When I started birding in 1975, there were very few bird books in print at any given time. Even when Russ and I were both students on an extremely limited budget, I managed to build up a reasonably complete birding library. Now there are an order of magnitude more books out there. Book stores often have a several shelves of bird books within their nature sections. A couple of publishers send me copies of new books, and I always feel awash in new books to read and review.
I don’t like writing negative reviews. the impulse to tear down the work of other people to make our own work seem superior seems childishly petulant. Plus I worry about dismissing some new project and then realizing I’ve missed some really good elements. And it seems wrong to draw people’s attention to something of poor quality rather than spending my time letting them know about really good bird books that they might not know about. The only time I write a negative review is when a new book garnering a lot of undeserved praise at the expense of better but less well known books.
This fall, National Geographic issued a brand new book, their Bird Watcher’s Bible, which belongs in every bird watcher’s library. The cover says it’s a "complete treasury" including "science, know-how, beauty, and lore," and it fully lives up to that. It’s lavishly illustrated—when I slowly fanned through the pages, I did not see a single page that didn’t have at least one drawing or photo, and National Geographic’s designers did a great job of pulling it all into a gorgeous book. At 392 pages, it’s rather expensive—$40. I paid for my own copy, and it was worth every penny.

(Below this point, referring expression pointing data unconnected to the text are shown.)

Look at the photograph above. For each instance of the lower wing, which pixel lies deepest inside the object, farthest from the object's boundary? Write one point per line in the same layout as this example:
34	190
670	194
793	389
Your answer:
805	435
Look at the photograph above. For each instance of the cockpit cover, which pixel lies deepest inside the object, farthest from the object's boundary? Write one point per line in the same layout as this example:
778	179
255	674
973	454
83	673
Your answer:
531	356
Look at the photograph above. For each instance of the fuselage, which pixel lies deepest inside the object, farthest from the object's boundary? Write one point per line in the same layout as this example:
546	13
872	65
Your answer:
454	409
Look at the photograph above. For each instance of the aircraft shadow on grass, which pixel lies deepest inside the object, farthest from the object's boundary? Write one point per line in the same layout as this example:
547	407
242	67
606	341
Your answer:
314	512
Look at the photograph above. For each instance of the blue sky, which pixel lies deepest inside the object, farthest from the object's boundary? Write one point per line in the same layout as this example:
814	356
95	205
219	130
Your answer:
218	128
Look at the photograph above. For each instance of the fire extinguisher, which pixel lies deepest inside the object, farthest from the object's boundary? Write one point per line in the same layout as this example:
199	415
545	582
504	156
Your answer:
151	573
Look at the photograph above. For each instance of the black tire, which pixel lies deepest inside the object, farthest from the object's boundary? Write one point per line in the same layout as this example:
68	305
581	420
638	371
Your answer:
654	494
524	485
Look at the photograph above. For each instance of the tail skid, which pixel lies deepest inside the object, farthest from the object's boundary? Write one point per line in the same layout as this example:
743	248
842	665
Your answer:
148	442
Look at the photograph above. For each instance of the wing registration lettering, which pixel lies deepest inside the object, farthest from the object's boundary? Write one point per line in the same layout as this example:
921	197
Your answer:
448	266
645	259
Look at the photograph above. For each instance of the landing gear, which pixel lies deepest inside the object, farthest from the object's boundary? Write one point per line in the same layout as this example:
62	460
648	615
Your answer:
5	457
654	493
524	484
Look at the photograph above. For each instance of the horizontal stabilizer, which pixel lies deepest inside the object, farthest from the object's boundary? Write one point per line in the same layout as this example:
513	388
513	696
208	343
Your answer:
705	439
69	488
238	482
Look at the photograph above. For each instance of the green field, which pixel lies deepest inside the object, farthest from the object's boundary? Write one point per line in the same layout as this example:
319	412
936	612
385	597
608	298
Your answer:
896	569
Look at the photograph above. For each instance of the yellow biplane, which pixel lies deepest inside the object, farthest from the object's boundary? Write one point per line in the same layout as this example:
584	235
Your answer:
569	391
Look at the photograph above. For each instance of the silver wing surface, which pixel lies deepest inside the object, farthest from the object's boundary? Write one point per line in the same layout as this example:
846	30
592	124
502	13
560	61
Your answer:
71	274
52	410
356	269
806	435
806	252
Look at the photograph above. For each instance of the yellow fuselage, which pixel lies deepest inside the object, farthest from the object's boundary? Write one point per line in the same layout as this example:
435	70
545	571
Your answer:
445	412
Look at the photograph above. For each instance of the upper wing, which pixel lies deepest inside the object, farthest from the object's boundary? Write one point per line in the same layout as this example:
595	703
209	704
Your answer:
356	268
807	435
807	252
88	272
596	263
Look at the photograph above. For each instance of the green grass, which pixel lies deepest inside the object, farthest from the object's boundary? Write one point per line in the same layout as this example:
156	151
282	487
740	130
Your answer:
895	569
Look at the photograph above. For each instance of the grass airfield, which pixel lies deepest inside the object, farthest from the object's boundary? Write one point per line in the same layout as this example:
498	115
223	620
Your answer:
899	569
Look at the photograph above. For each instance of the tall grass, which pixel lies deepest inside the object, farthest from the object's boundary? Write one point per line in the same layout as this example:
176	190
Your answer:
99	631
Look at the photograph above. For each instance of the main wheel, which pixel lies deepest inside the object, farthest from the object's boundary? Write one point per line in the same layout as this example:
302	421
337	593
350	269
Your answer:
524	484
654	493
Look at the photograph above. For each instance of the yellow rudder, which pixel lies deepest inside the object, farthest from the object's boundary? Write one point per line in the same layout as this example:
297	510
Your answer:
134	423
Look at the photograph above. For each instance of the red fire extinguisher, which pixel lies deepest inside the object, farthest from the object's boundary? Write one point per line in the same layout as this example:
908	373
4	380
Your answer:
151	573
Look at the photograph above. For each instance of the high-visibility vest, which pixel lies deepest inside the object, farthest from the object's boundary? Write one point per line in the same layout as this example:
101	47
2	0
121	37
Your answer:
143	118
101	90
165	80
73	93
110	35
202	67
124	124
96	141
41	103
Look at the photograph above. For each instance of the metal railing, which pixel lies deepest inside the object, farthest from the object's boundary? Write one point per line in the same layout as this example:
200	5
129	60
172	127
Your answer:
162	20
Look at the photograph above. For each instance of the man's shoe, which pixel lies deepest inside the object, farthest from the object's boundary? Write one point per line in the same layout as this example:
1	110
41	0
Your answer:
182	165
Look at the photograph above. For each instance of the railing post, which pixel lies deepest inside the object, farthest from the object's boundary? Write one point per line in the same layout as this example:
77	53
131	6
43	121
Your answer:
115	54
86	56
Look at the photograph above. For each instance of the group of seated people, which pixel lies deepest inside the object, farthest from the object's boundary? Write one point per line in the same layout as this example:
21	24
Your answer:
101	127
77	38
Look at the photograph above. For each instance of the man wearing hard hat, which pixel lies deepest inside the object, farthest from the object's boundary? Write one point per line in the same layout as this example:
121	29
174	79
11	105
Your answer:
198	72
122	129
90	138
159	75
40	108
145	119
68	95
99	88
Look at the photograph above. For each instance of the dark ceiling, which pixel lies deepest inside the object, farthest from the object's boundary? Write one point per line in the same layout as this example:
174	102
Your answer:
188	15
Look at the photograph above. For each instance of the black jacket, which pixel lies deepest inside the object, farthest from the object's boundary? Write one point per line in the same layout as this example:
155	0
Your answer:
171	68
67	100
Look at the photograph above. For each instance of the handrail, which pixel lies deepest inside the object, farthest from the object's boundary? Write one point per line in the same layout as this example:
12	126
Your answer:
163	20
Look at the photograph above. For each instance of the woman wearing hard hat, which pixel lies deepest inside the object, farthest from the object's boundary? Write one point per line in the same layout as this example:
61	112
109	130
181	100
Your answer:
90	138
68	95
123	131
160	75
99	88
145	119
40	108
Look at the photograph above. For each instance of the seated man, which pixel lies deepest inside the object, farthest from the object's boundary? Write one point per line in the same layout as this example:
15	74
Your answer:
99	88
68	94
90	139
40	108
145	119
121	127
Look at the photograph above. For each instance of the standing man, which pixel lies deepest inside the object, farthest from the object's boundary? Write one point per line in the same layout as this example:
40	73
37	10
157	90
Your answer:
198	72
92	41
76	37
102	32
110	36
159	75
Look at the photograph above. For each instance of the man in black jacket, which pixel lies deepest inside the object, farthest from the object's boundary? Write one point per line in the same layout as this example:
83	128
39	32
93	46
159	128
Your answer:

Large sections of the book were written by three of the best bird writers out there. Kimball Garret, a well-known birder and top ornithologist who manages collections at the Natural History Museum of Los Angeles County and is the lead author on the excellent Peterson field guide to warblers and important books about birding in California, wrote the sections in the Bird Watcher’s Bible on “The Anatomy of a Bird” and “The Life of a Bird.” Catherine Herbert Howell, who writes about natural history and contributed to three editions of National Geographic’s field guide to birds, wrote the chapters “Birds through the Ages” and “Science Discovers the Bird.”
Perhaps my favorite bird author of all, Scott Weidensaul, who was nominated for a Pulitzer for his exquisite Living on the Wind: Across the Hemisphere with Migratory Birds, wrote the rich introduction about “The Birds in Your World,” the detailed chapter on “Flight and Migration,” and a section, “Birdographies,” that includes brief portraits of 48 of the world’s favorite birds.
Two other chapters, “To Be a Birder” and “Bringing the Birds Back Home,” were put together by the fourth author and the book’s editor, Jonathan Alderfer, who is National Geographic’s birding consultant and a superb artist who contributed illustrations to four editions of the National Geographic field guide to birds. He’s also the co-author of the National Geographic Pocket Guide to Birds of North America that I just finished—our book will be out in spring, 2013.
Working with Jonathan Alderfer of course made me predisposed to like the Bird Watcher's Bible, but it stands fully on its own merits. As a matter of fact, from the moment I opened it, I kept thinking how much I wish I’d written it myself.
National Geographic’s Bird Watcher’s Bible is both fun and enlightening to read, lovely to look at, and provides a sound background in virtually every aspect of birds. No single book provides both the depth and breadth of information this book has, and the writing and illustrations are fun and extremely accessible. It’s a book I loved from start to finish.